Laparoscopic Left Hemihepatectomy Using the Hilar Plate-First Approach (with Video).

机构信息

Center for Liver and Pancreatobiliary Cancer, National Cancer Center, 323 Ilsan-ro, Ilsandonggu, Goyang-si, Gyeonggi-do, 10408, Republic of Korea.

出版信息

World J Surg. 2022 Oct;46(10):2454-2458. doi: 10.1007/s00268-022-06654-2. Epub 2022 Jul 8.

Abstract

BACKGROUND

Effective inflow and outflow control of the liver is essential for a safe hepatectomy. Detachment of the hilar plate is a fundamental technique in the Glissonean approach. The hilar plate is situated near the middle hepatic vein, which runs in the midplane of the liver, and serves as a landmark during hemihepatectomy.

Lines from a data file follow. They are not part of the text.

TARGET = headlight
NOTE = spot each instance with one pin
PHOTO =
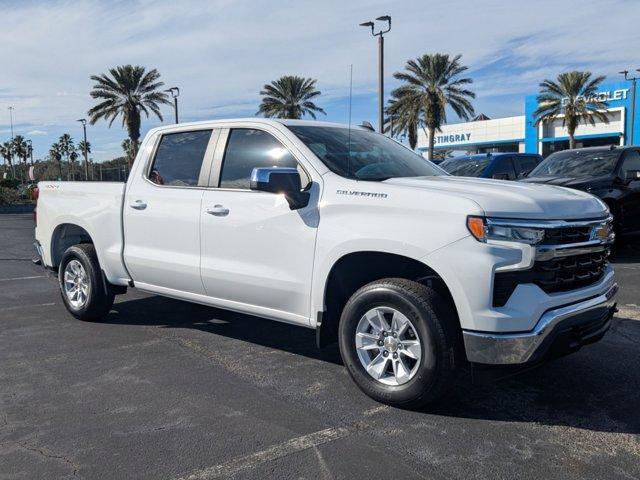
(484, 229)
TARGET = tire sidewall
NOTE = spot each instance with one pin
(93, 277)
(424, 324)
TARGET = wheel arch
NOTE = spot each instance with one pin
(64, 236)
(354, 270)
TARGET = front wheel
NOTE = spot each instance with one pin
(399, 343)
(81, 285)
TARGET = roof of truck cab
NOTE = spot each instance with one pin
(260, 120)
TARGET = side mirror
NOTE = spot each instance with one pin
(280, 180)
(631, 176)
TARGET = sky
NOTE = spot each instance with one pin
(221, 53)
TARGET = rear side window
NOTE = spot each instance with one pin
(526, 165)
(503, 169)
(248, 149)
(631, 161)
(179, 158)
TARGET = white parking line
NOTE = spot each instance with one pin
(21, 278)
(18, 307)
(304, 442)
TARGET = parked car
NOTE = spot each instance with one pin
(502, 166)
(344, 231)
(610, 173)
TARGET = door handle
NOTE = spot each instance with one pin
(218, 211)
(138, 205)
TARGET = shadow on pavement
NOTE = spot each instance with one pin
(594, 389)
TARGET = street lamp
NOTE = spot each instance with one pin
(633, 100)
(83, 121)
(175, 93)
(379, 34)
(13, 167)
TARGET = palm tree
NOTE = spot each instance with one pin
(289, 97)
(21, 150)
(126, 91)
(66, 148)
(6, 151)
(574, 97)
(431, 83)
(55, 154)
(403, 119)
(82, 146)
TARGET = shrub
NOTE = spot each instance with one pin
(8, 195)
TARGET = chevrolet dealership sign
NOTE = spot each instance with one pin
(452, 138)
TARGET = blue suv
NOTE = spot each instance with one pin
(503, 166)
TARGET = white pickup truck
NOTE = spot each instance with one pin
(343, 230)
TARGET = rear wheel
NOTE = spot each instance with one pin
(398, 341)
(81, 285)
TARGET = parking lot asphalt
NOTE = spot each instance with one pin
(167, 389)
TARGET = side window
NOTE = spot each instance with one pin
(526, 165)
(179, 158)
(248, 149)
(631, 161)
(503, 169)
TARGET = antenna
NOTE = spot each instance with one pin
(349, 140)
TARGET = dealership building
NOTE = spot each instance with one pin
(520, 134)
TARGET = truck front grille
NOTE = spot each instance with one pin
(556, 275)
(565, 235)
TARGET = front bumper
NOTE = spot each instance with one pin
(565, 328)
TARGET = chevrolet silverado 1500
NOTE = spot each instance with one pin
(343, 230)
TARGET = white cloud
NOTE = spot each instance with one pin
(221, 53)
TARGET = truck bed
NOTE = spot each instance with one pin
(95, 207)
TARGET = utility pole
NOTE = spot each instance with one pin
(175, 93)
(379, 34)
(83, 121)
(633, 101)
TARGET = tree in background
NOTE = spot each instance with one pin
(289, 97)
(55, 155)
(404, 119)
(66, 148)
(21, 150)
(127, 91)
(6, 152)
(430, 84)
(572, 96)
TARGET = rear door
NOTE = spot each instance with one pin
(503, 168)
(257, 253)
(162, 213)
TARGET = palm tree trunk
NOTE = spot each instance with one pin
(432, 132)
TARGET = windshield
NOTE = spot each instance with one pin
(577, 164)
(466, 166)
(363, 155)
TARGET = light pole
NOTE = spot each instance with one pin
(175, 93)
(13, 167)
(379, 34)
(83, 121)
(633, 100)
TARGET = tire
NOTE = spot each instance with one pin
(91, 302)
(433, 321)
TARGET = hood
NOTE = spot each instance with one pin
(573, 182)
(506, 199)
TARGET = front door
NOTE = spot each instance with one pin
(162, 214)
(257, 254)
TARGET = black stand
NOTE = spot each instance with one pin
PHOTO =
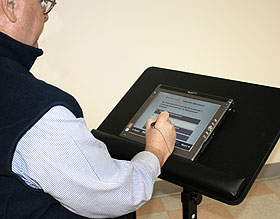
(190, 201)
(229, 165)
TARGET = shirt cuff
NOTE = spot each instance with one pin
(148, 159)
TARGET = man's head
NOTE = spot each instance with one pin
(23, 20)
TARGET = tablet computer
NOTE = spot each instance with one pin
(194, 115)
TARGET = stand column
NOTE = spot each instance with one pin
(190, 201)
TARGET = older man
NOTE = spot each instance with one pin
(50, 164)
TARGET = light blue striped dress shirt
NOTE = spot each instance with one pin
(60, 156)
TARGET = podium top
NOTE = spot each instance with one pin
(232, 160)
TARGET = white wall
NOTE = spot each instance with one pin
(96, 49)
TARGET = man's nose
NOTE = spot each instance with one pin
(46, 17)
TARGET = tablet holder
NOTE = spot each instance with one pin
(228, 167)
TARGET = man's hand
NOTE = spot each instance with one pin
(160, 139)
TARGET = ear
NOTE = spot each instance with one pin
(8, 7)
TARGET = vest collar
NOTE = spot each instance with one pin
(21, 53)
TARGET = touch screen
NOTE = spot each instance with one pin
(194, 117)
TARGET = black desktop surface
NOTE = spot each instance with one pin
(229, 165)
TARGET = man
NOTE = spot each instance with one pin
(50, 164)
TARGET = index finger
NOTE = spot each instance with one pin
(163, 116)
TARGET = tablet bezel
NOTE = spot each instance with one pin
(226, 105)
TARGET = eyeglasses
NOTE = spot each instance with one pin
(47, 5)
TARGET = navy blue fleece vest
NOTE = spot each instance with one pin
(23, 101)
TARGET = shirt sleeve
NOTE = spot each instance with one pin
(60, 156)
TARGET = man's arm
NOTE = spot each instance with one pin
(60, 155)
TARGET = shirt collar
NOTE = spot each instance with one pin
(21, 53)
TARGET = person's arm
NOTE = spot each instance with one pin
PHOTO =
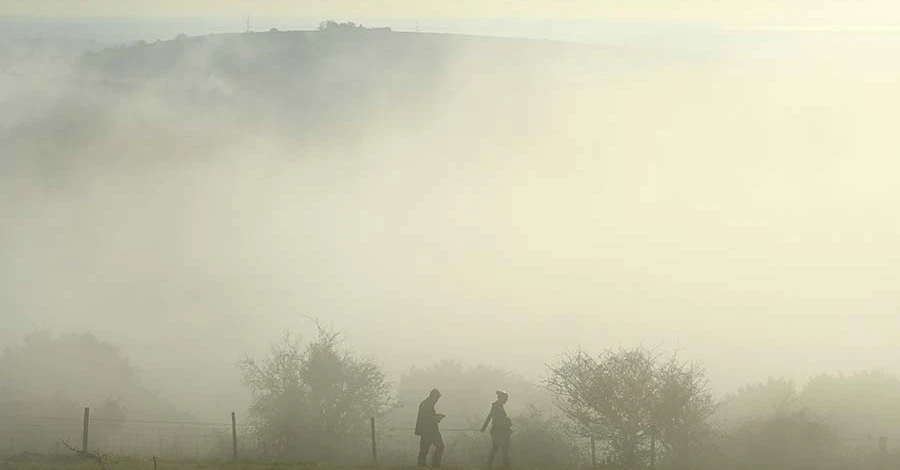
(488, 419)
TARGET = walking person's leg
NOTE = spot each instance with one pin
(495, 445)
(438, 451)
(504, 447)
(424, 445)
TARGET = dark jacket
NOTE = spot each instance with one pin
(426, 421)
(499, 420)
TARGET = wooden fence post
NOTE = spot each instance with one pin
(84, 429)
(374, 448)
(233, 437)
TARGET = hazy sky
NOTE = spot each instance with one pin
(740, 210)
(736, 13)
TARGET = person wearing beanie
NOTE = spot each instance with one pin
(428, 431)
(501, 429)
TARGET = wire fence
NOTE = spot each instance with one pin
(210, 440)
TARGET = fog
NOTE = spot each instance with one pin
(436, 197)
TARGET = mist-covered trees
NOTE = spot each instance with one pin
(56, 376)
(313, 401)
(638, 406)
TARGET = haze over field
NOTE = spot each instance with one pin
(506, 200)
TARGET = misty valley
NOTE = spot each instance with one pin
(358, 247)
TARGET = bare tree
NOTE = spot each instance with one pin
(313, 401)
(635, 404)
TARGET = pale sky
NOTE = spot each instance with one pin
(829, 14)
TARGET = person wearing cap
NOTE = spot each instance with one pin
(428, 431)
(500, 430)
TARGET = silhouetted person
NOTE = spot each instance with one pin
(428, 432)
(501, 429)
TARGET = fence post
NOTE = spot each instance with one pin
(84, 429)
(374, 448)
(233, 437)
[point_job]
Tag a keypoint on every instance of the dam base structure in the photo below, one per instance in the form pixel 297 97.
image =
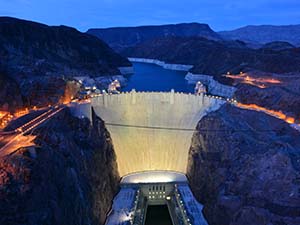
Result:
pixel 151 134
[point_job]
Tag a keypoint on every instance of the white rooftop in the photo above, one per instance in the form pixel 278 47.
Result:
pixel 122 208
pixel 156 176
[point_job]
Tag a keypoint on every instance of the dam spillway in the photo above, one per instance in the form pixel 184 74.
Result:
pixel 152 130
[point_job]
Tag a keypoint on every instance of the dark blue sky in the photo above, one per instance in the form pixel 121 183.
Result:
pixel 219 14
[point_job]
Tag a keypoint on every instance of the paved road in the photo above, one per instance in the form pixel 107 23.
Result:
pixel 18 137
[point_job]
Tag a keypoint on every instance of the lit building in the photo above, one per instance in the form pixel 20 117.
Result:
pixel 140 190
pixel 200 88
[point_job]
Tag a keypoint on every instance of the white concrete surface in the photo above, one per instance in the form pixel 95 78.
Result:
pixel 154 177
pixel 152 130
pixel 214 87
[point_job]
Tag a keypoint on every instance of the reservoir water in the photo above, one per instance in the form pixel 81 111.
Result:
pixel 150 77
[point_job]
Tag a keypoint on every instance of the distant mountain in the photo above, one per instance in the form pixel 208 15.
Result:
pixel 122 37
pixel 278 45
pixel 264 34
pixel 28 48
pixel 217 57
pixel 36 61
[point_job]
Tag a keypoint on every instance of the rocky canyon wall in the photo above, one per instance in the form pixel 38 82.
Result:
pixel 244 167
pixel 69 177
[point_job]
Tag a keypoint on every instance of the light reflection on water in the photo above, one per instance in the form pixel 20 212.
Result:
pixel 150 77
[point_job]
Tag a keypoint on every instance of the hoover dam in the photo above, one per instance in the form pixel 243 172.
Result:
pixel 151 133
pixel 150 130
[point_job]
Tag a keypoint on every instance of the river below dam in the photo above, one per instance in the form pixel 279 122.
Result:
pixel 150 77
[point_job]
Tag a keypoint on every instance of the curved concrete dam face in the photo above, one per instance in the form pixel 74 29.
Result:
pixel 152 130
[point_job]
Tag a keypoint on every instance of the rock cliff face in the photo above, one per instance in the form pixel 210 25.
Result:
pixel 10 94
pixel 285 98
pixel 70 178
pixel 123 37
pixel 244 167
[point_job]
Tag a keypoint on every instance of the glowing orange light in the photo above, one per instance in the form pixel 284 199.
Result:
pixel 271 112
pixel 260 82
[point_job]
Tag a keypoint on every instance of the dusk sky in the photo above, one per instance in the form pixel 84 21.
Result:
pixel 219 14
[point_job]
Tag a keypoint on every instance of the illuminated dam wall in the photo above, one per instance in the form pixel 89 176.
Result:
pixel 152 130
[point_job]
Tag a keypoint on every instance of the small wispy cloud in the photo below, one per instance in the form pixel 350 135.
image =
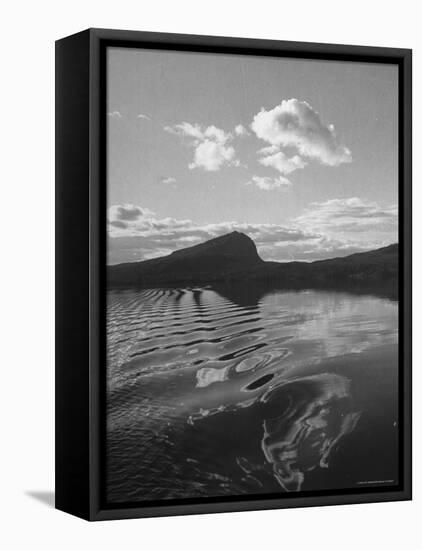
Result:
pixel 143 117
pixel 266 183
pixel 114 114
pixel 212 146
pixel 168 181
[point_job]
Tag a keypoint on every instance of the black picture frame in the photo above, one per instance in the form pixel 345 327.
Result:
pixel 80 268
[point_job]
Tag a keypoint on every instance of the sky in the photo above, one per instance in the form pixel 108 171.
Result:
pixel 300 155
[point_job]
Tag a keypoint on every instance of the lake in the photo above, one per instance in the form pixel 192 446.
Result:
pixel 233 391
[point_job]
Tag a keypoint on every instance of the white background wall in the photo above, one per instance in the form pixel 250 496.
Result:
pixel 29 29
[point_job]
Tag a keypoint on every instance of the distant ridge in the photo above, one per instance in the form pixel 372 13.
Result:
pixel 233 258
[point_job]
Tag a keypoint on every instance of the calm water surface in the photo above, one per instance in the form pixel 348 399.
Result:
pixel 217 393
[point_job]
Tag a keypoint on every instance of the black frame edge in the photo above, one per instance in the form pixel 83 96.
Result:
pixel 72 255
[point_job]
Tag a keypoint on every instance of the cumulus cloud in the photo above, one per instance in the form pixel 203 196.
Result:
pixel 241 131
pixel 115 114
pixel 283 163
pixel 211 145
pixel 268 184
pixel 296 124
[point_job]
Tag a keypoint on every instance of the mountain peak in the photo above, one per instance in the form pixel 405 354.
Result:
pixel 234 246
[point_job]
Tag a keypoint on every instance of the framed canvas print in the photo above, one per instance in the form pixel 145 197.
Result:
pixel 233 274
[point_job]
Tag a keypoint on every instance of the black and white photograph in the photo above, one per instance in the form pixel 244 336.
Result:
pixel 252 300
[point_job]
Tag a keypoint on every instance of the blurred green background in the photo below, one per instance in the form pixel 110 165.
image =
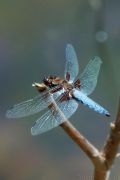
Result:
pixel 33 36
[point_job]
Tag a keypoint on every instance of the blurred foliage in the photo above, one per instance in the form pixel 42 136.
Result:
pixel 33 36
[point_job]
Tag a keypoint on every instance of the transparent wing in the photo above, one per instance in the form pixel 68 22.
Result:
pixel 79 96
pixel 88 79
pixel 31 106
pixel 72 67
pixel 51 119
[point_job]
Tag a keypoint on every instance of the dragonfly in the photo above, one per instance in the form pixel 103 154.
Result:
pixel 67 92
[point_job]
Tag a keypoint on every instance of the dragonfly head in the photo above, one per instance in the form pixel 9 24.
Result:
pixel 50 81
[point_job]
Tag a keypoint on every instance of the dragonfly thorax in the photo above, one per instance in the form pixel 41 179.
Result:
pixel 52 81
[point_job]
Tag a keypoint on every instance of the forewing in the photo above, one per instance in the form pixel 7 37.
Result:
pixel 53 119
pixel 79 96
pixel 31 106
pixel 72 67
pixel 88 79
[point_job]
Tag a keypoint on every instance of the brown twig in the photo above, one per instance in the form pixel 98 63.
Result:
pixel 102 160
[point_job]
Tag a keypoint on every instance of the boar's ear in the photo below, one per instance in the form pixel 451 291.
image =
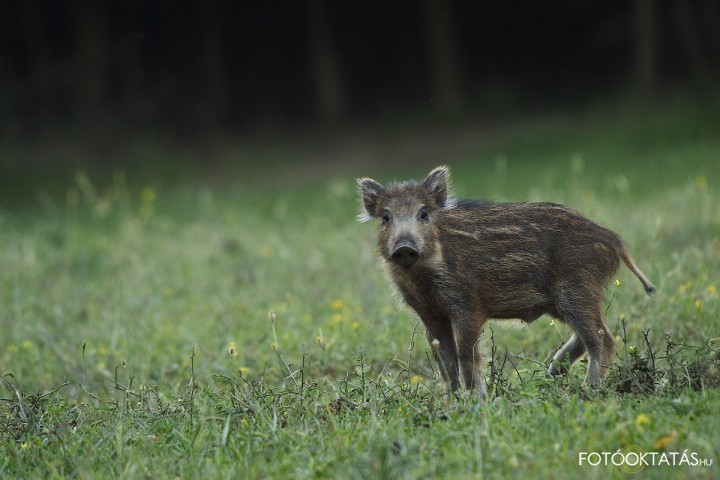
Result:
pixel 437 184
pixel 370 191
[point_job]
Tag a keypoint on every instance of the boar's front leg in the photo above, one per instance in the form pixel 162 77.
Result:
pixel 469 329
pixel 440 329
pixel 567 355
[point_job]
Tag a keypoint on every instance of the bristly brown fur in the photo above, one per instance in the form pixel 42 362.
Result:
pixel 458 263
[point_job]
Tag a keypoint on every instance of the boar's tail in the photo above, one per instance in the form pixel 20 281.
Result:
pixel 649 287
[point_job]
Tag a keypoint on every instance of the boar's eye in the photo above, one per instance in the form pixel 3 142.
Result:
pixel 424 214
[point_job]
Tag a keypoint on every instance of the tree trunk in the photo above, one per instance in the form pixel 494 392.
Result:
pixel 92 65
pixel 329 94
pixel 443 56
pixel 645 61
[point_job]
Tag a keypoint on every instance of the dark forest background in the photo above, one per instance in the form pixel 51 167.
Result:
pixel 192 68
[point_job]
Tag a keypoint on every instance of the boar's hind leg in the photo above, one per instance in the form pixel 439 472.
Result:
pixel 567 355
pixel 446 352
pixel 589 325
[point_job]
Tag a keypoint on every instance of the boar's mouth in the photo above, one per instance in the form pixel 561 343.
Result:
pixel 405 254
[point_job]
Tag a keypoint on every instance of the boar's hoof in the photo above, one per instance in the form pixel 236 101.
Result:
pixel 405 254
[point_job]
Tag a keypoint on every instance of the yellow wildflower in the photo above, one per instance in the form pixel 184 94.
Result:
pixel 641 420
pixel 664 441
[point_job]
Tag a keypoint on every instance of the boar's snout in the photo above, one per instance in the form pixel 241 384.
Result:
pixel 405 254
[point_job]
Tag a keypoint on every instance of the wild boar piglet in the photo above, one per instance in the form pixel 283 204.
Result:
pixel 458 263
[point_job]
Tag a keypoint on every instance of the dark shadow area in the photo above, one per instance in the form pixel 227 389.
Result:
pixel 199 88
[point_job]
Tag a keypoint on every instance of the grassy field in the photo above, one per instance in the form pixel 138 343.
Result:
pixel 153 329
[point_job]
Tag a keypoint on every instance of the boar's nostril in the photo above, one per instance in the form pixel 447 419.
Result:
pixel 405 254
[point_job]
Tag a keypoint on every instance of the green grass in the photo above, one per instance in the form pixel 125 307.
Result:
pixel 136 339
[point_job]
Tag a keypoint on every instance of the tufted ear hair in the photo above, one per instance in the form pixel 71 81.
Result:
pixel 437 184
pixel 370 192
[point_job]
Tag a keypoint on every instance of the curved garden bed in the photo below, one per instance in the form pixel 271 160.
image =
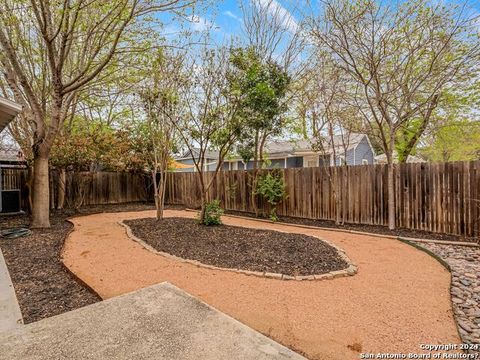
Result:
pixel 231 247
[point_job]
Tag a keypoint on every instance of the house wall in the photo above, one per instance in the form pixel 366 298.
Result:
pixel 364 151
pixel 186 162
pixel 210 167
pixel 295 162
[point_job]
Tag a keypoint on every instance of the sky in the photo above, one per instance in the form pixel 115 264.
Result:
pixel 225 19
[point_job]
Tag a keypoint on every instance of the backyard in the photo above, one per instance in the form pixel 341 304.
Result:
pixel 239 179
pixel 322 317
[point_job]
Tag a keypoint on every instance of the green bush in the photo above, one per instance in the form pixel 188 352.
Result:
pixel 271 187
pixel 213 212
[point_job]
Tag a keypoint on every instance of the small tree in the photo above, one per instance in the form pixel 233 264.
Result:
pixel 271 186
pixel 209 119
pixel 157 135
pixel 264 86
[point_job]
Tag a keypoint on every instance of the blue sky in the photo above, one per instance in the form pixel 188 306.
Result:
pixel 225 17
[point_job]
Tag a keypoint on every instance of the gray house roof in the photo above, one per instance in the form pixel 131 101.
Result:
pixel 209 154
pixel 285 148
pixel 340 144
pixel 382 158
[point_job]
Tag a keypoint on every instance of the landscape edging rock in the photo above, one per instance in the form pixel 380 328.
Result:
pixel 351 270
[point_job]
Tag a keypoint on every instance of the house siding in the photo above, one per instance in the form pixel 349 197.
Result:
pixel 295 162
pixel 210 167
pixel 364 151
pixel 185 162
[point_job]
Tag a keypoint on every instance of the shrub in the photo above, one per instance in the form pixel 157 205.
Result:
pixel 213 212
pixel 271 187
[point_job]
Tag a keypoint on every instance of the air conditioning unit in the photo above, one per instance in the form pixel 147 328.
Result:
pixel 10 201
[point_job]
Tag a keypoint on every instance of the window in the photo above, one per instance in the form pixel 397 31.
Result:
pixel 310 161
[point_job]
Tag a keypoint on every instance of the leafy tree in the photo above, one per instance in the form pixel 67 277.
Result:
pixel 262 85
pixel 209 119
pixel 271 186
pixel 157 137
pixel 398 59
pixel 50 51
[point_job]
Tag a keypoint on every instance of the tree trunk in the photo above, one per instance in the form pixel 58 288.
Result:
pixel 62 180
pixel 161 195
pixel 202 209
pixel 41 193
pixel 155 194
pixel 391 197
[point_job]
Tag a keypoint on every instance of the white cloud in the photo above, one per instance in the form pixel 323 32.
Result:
pixel 277 11
pixel 232 15
pixel 201 24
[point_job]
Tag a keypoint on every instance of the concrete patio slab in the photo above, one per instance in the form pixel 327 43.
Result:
pixel 159 322
pixel 10 314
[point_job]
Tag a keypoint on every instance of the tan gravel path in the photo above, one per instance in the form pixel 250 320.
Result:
pixel 398 300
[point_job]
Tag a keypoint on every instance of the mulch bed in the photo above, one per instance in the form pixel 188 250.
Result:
pixel 376 229
pixel 43 285
pixel 239 248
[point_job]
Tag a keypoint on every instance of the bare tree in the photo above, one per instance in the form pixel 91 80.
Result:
pixel 398 59
pixel 53 49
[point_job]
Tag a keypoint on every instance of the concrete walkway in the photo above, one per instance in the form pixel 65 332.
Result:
pixel 399 299
pixel 10 315
pixel 159 322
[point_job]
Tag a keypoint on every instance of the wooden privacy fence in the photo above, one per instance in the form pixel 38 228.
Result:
pixel 96 188
pixel 85 188
pixel 437 197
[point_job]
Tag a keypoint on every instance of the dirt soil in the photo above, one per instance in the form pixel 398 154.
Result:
pixel 375 229
pixel 239 248
pixel 43 285
pixel 399 299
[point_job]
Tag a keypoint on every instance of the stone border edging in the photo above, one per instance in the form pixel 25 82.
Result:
pixel 401 238
pixel 349 271
pixel 444 264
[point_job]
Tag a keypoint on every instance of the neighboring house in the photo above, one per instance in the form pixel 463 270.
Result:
pixel 186 164
pixel 12 159
pixel 9 158
pixel 9 198
pixel 382 159
pixel 354 150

In this study, we describe the technical details and surgical outcomes of laparoscopic left hemihepatectomy using the hilar plate-first approach.

METHODS

The key procedures of the hilar plate-first approach included the following: (1) detachment of the hilar plate for the left Glissonean approach, (2) the middle hepatic vein approach from the hilar plate, (3) parenchymal transection along the ischemic line and middle hepatic vein, and (4) transection of the left Glissonean pedicle at the ventral aspect of the Arantius ligament.

RESULTS

Between September 2020 and September 2021, 12 patients underwent laparoscopic left hemihepatectomy using the hilar plate-first approach. The median operation time was 227 min (range 140-350 min), and the median estimated blood loss was 82.5 ml (range 50-150 ml). The median length of postoperative hospital stay was 7 days (range 5-10 days). No major complications, including biliary complications, were observed.

CONCLUSION

The hilar plate-first approach contributes to the standardization of surgical techniques for laparoscopic left hemihepatectomy. This technique is a safe and effective approach for the inflow and outflow systems of the left hemiliver.

摘要

背景

有效的肝流入道和流出道控制对于安全的肝切除术至关重要。肝门板的游离是 Glissonian 入路的基本技术。肝门板位于靠近中肝静脉的位置,中肝静脉在肝脏的中平面运行,在半肝切除术中作为一个标志。在本研究中,我们描述了使用肝门板优先入路的腹腔镜左半肝切除术的技术细节和手术结果。

方法

肝门板优先入路的关键步骤包括:(1)左 Glissonian 入路的肝门板游离,(2)从肝门板开始的中肝静脉入路,(3)沿缺血线和中肝静脉行肝实质离断,(4)在 Arantius 韧带腹侧离断左 Glissonian 蒂。

结果

2020 年 9 月至 2021 年 9 月,12 例患者采用肝门板优先入路行腹腔镜左半肝切除术。中位手术时间为 227 分钟(范围 140-350 分钟),中位估计出血量为 82.5ml(范围 50-150ml)。中位术后住院时间为 7 天(范围 5-10 天)。无主要并发症,包括胆漏。

结论

肝门板优先入路有助于腹腔镜左半肝切除术的手术技术标准化。该技术是左半肝流入道和流出道的安全有效的方法。